Just add a sample from the mother or baby — or both, Weibel says — read results within 10 or 15 minutes, and plan care armed with the knowledge that harmful microbes are, or are not, poised to do damage.

Weibel also hopes to adapt the technology for use with a smartphone accessory that can heat and process a sample and share the results via a wireless connection.

“The beauty is that the data from that analysis can be sent up into the cloud to be shared with health care providers nearby and centers that monitor disease around the world,” Weibel says. “The doctor gets information on the specific organism that could cause very serious health problems for a baby, and disease centers can use it for epidemiological research.”

Weibel’s grant is one of 80 awarded during the ninth round of Grand Challenges Explorations funding. Each research team receives $100,000 to support one year of research, with the option of then submitting initial results that could win an additional $1 million to continue the work.

“Investments in innovative global health research are already paying off,” says Chris Wilson, director of the Global Health Discovery and Translational Sciences program at the Gates Foundation. “We continue to be impressed by the novelty and innovative spirit of Grand Challenges Explorations projects and are enthusiastic about this exciting research. These investments hold real potential to yield new solutions to improve the health of millions of people in the developing world, and ensure that everyone has the chance to live a healthy, productive life.”

The road from basic research to guiding health care in the field begins with Gates support. In December, Weibel will visit Uganda with fellow biochemistry professor James Ntambi, a group of UW–Madison students, and an eye to establishing partnerships to help him put his lab’s bacteria test cartridges to use.

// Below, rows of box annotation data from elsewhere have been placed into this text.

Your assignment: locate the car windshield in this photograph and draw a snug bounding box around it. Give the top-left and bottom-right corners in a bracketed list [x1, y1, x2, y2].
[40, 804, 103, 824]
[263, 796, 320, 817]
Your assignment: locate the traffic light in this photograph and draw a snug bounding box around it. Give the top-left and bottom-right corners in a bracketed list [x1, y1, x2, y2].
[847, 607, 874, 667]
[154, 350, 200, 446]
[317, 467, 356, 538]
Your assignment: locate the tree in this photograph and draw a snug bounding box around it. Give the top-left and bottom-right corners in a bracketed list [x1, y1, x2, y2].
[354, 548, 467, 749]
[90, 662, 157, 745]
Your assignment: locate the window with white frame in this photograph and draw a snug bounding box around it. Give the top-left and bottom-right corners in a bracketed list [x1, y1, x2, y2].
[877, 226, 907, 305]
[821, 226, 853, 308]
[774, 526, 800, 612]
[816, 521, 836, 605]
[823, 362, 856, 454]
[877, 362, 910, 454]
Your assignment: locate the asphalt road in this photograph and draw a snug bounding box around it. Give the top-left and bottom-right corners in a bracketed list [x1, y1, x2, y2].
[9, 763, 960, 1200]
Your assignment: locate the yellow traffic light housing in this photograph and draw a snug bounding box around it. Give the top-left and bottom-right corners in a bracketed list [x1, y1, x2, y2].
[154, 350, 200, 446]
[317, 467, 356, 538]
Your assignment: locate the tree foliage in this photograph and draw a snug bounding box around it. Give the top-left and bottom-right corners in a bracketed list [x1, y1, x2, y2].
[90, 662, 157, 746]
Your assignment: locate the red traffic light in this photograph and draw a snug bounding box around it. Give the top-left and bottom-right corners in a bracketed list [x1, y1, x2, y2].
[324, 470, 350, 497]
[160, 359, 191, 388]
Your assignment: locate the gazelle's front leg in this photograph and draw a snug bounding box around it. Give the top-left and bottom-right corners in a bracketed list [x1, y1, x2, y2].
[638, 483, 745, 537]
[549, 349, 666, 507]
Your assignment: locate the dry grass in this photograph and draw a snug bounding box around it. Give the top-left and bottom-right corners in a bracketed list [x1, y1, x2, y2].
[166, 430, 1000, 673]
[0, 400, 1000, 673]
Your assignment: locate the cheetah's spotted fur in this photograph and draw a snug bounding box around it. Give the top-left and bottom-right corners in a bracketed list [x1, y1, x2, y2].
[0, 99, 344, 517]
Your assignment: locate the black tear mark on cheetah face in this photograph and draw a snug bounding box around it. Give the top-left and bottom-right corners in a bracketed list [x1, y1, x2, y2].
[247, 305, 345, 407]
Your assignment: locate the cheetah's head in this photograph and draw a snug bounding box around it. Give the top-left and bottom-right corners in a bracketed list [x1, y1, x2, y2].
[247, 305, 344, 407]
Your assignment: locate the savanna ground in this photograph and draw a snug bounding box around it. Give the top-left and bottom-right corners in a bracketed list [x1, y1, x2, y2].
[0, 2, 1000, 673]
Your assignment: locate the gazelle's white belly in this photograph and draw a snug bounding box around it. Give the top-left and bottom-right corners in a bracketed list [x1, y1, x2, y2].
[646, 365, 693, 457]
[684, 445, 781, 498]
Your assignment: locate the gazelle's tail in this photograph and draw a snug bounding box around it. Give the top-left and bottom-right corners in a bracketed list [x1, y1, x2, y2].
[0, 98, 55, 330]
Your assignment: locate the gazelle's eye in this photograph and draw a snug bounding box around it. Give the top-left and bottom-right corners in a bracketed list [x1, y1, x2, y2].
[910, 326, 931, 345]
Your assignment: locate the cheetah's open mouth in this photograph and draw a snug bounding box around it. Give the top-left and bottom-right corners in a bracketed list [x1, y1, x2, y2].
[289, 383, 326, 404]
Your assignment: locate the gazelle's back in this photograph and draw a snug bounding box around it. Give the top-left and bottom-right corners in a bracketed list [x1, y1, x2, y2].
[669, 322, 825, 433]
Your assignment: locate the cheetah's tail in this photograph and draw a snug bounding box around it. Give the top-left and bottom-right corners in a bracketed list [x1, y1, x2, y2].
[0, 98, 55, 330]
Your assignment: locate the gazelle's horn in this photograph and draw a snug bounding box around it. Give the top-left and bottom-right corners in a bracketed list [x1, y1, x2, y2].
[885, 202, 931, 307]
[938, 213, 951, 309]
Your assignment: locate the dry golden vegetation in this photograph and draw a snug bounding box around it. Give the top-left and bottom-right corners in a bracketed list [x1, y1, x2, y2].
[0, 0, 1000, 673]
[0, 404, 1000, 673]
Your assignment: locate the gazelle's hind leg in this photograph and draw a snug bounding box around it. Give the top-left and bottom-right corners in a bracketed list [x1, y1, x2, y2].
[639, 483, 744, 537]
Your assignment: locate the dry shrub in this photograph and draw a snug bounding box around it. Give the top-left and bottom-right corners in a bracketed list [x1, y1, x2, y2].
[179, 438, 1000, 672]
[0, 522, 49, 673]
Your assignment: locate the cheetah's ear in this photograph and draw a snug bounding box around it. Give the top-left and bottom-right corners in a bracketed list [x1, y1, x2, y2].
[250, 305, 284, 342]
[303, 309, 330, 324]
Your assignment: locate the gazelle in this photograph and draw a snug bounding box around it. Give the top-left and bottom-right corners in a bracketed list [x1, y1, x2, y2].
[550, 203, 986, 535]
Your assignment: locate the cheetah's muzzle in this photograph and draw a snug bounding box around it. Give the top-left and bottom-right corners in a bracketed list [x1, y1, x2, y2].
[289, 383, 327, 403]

“The development of the assay came from a very fundamental research project,” Weibel says. “Our lab is trying to take what we learn about basic microbiological systems and apply it in any useful way we can identify. That’s a focus the Gates Foundation will help us maintain.”

Grand Challenges Explorations is a $100 million initiative funded by the foundation. Launched in 2008, the grants have been awarded to nearly 500 researchers from more than 40 countries. The grant program is open to anyone from any discipline and from any organization; it uses an agile, accelerated process with short online applications and no requirement of preliminary data. Initial grants are awarded twice a year.